Graphene has been hailed as the material of the future. As yet, however, little is known about whether and how graphene affects our health if it gets into the body. A team of researchers from Empa and the Adolphe Merkle Institute (AMI) in Fribourg have now conducted the first studies on a three-dimensional lung model to examine the behavior of graphene and graphene-like materials once they have been inhaled.
Tensile, tear-proof, highly elastic and electrically conductive: Graphene has a startling array of extraordinary properties, which enable revolutionary applications in a vast range of fields. It is not by chance that the EU launched the Graphene Flagship project, which enjoys one billion Euros in funding and is the largest European research initiative. As part of this enormous project, Empa also brings its expertise to the table, since potential health aspects and the impact on the human organism also play a key role within the scope of this pan-European graphene research.
These activities have now spawned an additional project funded by the Swiss National Science Foundation (SNSF), which was recently launched at Empa and AMI. It involves using a cellular 3D lung model, with the aid of which the researchers hope to find out what impact graphene and graphene-like materials might have on the human lung under conditions that are as realistic as possible. No mean feat: After all, not all graphene is the same. Depending on the production method and processing, a vast range of forms and quality spectra of the material emerges, which in turn can trigger different responses in the lung.
Three-dimensional cell cultures "inhale" particles
The research team headed by Peter Wick, Tina Bürki and Jing Wang from Empa and Barbara Rothen-Rutishauser and Barbara Drasler from AMI recently published their first results in the journal Carbon. Thanks to the 3D lung model, the researchers have succeeded in simulating the actual conditions at the blood-air barrier and the impact of graphene on the lung tissue as realistically as possible - without any tests on animals or humans. It is a cell model representing the lung alveoli. Conventional in vitro tests work with cell cultures from just one cell type - the newly established lung model, on the other hand, bears three different cell types, which simulate the conditions inside the lung, namely alveolar epithelial cells and two kinds of immune cells - macrophages and dendritic cells.
Another factor that has virtually been ignored in in vitro tests thus far is the contact with airborne graphene particles. Usually, cells are cultivated in a nutrient solution in a petri dish and exposed to materials, such as graphene, in this form. In reality, however, i.e. at the lung barrier, it is an entirely different story. "The human organism typically comes into contact with graphene particles via respiration," explains Tina Bürki from Empa's Particles-Biology Interactions lab.
In other words, the particles are inhaled and touch the lung tissue directly. The new lung model is designed in such a way that the cells sit on a porous filter membrane at the air-liquid interface and the researchers spray graphene particles on the lung cells with the aid of a nebulizer in order to simulate the process in the body as closely as possible. The three-dimensional cell culture thus effectively "breathes in" graphene dust.

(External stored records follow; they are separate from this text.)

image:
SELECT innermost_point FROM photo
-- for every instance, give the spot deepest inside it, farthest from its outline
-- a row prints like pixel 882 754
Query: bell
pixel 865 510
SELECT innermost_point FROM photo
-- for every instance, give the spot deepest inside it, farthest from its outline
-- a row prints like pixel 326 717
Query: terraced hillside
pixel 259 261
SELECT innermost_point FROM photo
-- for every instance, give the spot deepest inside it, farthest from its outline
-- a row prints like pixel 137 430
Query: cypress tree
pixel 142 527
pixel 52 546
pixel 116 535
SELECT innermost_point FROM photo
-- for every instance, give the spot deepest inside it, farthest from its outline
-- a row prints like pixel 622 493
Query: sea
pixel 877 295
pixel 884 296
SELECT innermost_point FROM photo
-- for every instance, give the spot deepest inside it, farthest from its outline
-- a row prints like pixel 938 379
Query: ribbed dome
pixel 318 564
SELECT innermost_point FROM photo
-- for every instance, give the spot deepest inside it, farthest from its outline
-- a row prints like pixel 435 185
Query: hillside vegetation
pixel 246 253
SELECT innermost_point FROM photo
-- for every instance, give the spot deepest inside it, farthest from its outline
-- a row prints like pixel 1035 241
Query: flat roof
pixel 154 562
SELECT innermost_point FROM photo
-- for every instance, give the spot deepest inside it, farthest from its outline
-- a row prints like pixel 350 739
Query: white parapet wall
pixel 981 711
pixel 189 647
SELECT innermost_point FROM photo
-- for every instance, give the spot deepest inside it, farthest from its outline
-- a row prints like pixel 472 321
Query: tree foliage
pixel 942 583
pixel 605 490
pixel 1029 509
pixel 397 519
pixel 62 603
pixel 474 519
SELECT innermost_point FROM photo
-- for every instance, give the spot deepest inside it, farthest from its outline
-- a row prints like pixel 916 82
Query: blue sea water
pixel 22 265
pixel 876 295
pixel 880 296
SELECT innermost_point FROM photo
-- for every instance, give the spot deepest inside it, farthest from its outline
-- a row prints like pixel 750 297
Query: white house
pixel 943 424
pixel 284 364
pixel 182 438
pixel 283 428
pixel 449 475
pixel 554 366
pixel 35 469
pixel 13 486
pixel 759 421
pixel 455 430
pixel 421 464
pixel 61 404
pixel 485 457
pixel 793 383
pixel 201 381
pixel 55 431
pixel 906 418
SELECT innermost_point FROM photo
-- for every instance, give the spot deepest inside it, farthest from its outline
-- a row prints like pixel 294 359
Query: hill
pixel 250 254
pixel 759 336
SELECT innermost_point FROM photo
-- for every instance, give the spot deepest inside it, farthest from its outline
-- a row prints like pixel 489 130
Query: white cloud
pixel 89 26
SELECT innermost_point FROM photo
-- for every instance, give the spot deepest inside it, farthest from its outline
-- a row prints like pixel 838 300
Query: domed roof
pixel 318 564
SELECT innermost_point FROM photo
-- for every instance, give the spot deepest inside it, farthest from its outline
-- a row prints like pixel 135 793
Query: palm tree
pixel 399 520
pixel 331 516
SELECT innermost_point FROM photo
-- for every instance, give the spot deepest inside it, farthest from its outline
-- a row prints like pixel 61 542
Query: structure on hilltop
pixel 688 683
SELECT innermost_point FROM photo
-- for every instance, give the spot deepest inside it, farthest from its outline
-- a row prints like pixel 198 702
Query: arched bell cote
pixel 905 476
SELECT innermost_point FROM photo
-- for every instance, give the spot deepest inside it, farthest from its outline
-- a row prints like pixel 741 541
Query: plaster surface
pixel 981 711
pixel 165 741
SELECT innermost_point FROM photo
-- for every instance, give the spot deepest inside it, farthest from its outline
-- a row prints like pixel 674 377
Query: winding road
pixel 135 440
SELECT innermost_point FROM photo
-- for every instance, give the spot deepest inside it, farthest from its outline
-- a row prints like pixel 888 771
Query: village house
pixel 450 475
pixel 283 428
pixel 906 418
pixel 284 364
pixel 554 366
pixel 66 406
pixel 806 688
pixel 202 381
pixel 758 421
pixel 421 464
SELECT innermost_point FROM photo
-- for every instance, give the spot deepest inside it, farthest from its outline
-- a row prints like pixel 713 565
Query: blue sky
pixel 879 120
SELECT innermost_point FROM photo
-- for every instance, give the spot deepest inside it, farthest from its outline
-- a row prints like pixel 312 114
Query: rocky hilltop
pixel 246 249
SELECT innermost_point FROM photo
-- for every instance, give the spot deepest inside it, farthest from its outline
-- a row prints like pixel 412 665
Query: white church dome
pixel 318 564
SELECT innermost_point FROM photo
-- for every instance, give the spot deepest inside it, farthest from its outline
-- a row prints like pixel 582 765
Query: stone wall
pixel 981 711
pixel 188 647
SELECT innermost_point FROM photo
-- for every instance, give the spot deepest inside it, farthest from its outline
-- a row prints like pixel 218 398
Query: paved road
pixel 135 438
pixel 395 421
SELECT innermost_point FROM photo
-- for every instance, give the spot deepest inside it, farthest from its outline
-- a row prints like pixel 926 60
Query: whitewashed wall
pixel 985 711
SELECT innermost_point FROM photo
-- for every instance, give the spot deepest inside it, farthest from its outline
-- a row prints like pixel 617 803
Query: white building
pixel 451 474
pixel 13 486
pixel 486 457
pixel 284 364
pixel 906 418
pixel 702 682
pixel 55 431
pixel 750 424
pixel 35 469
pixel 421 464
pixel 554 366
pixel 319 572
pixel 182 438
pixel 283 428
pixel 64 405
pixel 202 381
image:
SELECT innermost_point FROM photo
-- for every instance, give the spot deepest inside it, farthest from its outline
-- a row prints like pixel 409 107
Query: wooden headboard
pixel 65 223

No acute damage discovered
These tests with the 3D lung model have now yielded the first results. The researchers were able to prove that no acute damage is caused to the lung if lung epithelial cells come into contact with graphene oxide (GO) or graphene nanoplatelets (GNP). This includes responses such as sudden cell death, oxidative stress or inflammation.
In order to also trace chronic changes in the body, the SNSF project is set to run for three years; long-term studies using the lung model are next on the agenda. Besides pure graphene particles, Wick and his team also expose the lung cells to rubbed graphene particles made of composite materials, which are classically used to reinforce polymers.

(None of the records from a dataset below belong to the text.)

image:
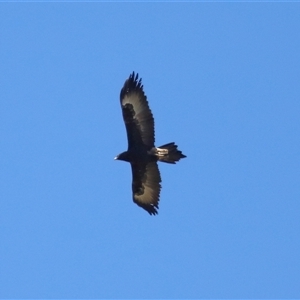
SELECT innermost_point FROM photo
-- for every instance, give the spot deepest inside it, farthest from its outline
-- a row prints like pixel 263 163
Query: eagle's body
pixel 142 153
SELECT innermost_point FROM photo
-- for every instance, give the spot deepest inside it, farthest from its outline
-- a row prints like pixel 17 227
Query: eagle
pixel 142 153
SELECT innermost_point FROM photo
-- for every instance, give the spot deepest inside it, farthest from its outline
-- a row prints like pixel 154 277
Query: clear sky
pixel 223 82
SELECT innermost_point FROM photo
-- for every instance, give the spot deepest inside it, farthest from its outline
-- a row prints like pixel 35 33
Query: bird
pixel 142 153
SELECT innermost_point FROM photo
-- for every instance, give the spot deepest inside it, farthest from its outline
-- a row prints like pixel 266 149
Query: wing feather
pixel 146 186
pixel 137 115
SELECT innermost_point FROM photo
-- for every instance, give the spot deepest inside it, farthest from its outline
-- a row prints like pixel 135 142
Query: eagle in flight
pixel 142 153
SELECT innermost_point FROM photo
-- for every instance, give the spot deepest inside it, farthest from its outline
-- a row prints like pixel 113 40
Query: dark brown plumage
pixel 142 153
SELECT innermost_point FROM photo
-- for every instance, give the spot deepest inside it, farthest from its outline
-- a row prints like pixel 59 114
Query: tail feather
pixel 169 153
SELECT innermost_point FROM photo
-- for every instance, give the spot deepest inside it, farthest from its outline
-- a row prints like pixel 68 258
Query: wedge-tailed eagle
pixel 142 153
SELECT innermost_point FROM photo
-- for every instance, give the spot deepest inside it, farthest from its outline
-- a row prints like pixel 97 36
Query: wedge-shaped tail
pixel 168 153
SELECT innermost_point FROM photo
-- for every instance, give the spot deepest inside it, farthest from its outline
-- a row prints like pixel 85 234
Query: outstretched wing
pixel 146 186
pixel 137 115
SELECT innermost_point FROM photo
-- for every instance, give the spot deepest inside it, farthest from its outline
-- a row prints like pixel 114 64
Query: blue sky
pixel 222 80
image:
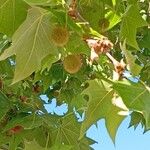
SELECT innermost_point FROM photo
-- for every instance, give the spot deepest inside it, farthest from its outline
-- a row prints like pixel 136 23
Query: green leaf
pixel 100 106
pixel 4 105
pixel 31 43
pixel 27 122
pixel 91 8
pixel 61 147
pixel 136 96
pixel 136 119
pixel 12 14
pixel 67 132
pixel 43 2
pixel 34 145
pixel 144 42
pixel 131 65
pixel 131 20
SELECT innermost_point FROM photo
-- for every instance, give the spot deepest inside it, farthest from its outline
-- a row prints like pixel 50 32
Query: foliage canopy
pixel 92 55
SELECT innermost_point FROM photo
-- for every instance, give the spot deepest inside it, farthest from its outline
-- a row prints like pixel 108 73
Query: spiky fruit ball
pixel 72 63
pixel 60 35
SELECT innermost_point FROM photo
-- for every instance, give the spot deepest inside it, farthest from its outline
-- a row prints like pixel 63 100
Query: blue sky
pixel 126 138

Jing Wang from Empa's Advanced Analytical Technologies lab is also involved. In order to estimate the number of graphene particles humans are exposed to as realistically as possible, Wang is studying and quantifying the abrasion of composite materials. Based on this data, the team exposes the 3D lung model to realistic conditions and is able to make predictions regarding the long-term toxicity of graphene and graphene-like materials.